Based on the judges’ votes and written comments, the editors of R&D Magazine determine the top 100 technologies of 2013.
The R&D 100 Awards, known as the “Oscar of Innovation,” will be presented at a ceremony in Orlando, Florida on November 7th, 2013.
The IsoPlane® (patent pending) spectrograph features a revolutionary new optical design that eliminates field astigmatism and greatly reduces the spherical aberration and coma inherent in the design of the Czerny-Turner spectrograph.
It produces images that are clearer and sharper across the focal plane than any comparable spectrograph on the market. As a result, more photons hit fewer pixels, significantly increasing the effective signal-to-noise ratio (SNR) of spectra.

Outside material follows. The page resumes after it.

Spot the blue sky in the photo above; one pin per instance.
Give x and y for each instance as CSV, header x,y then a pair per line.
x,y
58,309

Thanks to its superior imaging ability, the IsoPlane eliminates cross talk in multi-channel spectroscopy and allows multiple fibers to be spatially and spectrally resolved.
Together with Princeton Instruments’ industry-leading CCD, EMCCD, ICCD, and InGaAs cameras, as well as highly reflective mirror coatings from Acton Optics, the IsoPlane offers the best available performance in optical spectroscopy.
“In less than one year since introduction, the Princeton Instruments IsoPlane aberration corrected imaging spectrograph has achieved remarkable sales success. Together with PI’s 64-bit LightField software and our renowned cameras, IsoPlane is uniquely ready for the most demanding spectroscopy applications. It does with ease what common Czerny-Turner spectrographs cannot do,” comments William Asher, president of Princeton Instruments.
Asher continued, “We are gratified by the receipt of the prestigious R&D 100 award for IsoPlane. With the receipt of the Photonics Media Prism award in January and an honorable mention CLEO Innovation Award in June of this year, IsoPlane is set to become the gold standard of spectroscopy instrumentation.”
Applications for the IsoPlane spectrograph include Raman, fluorescence, photoluminescence, multi-channel spectroscopy, micro-spectroscopy, laser induced breakdown spectroscopy (LIBS), Fourier-domain spectroscopy, and biomedical spectroscopy.
Researchers across life and physical sciences can use IsoPlane to design experiments that are hitherto not possible.